Beautiful MasculineYesterday when I was sitting and feeling fear and asking my fearful part to come forward and be integrated.  I heard and saw something new.  I saw a youthful (I didn’t say young) man, very attractive and powerful looking.  And I heard and wrote these words…”Beautiful Masculine.”

And I began to remember how during my life I have never allowed this part to come to me.  Here’s how I saw it yesterday.  My father, even though he was a very handsome man when he was young was 45 when I was born.  By the time I can remember he was old looking and overweight and sloppy.  He was also loud and obnoxious and embarrassing.  Not beautiful masculine to me.  As I grew up and started to date I would shy away from the really good looking guys.  I never knew why, but I did and I knew it.  I did not select my husbands because of physical beauty.   (funny how at the time of this awareness, now, my husband is very handsome)…and I have never really allowed myself to enjoy my own beauty.

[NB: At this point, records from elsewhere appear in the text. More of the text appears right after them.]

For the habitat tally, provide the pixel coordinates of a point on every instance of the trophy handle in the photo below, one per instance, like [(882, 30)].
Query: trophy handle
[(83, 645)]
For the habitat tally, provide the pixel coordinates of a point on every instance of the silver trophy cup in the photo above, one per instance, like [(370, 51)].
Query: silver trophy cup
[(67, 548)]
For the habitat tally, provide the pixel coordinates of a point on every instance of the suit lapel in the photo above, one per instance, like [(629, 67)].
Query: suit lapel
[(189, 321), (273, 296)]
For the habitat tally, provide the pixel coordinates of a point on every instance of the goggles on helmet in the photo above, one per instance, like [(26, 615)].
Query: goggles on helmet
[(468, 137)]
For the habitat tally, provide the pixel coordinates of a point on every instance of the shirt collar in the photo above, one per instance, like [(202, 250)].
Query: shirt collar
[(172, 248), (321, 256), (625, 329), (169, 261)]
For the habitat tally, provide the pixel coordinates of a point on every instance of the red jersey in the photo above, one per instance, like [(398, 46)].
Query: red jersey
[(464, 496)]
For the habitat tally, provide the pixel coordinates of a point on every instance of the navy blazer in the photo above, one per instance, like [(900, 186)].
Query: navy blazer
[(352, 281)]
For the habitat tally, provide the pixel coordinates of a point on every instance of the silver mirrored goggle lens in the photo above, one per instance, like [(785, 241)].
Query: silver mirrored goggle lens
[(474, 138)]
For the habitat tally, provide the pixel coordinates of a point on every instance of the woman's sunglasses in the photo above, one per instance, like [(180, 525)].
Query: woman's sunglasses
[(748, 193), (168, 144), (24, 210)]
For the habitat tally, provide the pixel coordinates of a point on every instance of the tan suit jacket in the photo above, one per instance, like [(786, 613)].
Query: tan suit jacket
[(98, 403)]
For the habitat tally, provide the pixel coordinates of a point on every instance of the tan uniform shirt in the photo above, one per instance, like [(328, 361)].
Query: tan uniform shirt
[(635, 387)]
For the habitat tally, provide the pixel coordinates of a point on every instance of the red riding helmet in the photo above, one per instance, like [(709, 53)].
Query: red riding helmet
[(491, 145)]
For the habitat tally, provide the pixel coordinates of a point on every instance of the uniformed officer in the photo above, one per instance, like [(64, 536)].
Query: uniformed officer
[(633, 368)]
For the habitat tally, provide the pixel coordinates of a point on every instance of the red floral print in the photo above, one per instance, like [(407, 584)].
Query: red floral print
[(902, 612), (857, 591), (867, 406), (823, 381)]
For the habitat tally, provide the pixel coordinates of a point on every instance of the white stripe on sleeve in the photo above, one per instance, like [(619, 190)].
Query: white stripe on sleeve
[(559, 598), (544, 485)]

I have never seen this before, this pattern.

Since this awareness yesterday I have been very angry, this means previously suppressed energy is moving through me.  And I am seeing things with such clarity like never before.  And now there is a part of me that is totally determined to do what makes the most sense to me and feels the best to me, no matter what anybody else thinks.  It feels like a standing up of sorts, powerful knowing.

I can see this quality in men more than women.  For some men this part is out of balance and women don’t usually have this part developed because we are not allowed to in this environment.  So we end up hating men for it.

Now that I am allowing and valuing this powerful masculine quality of knowing who I am and doing what I want to and understanding it’s value I can see that I have been missing this part at this depth my whole life.

My beautiful masculine part is now here as never before.  Thank you life for restoring that which was taken away.  I need all my parts to be whole.  I have no idea what new vistas the integration of this ‘beautiful masculine’ will bring….but I look forward to the enhanced awareness that always comes as a result of allowing formerly lost parts to come forward.

I share my experience with the hope that another or others will find value for their personal journey(s).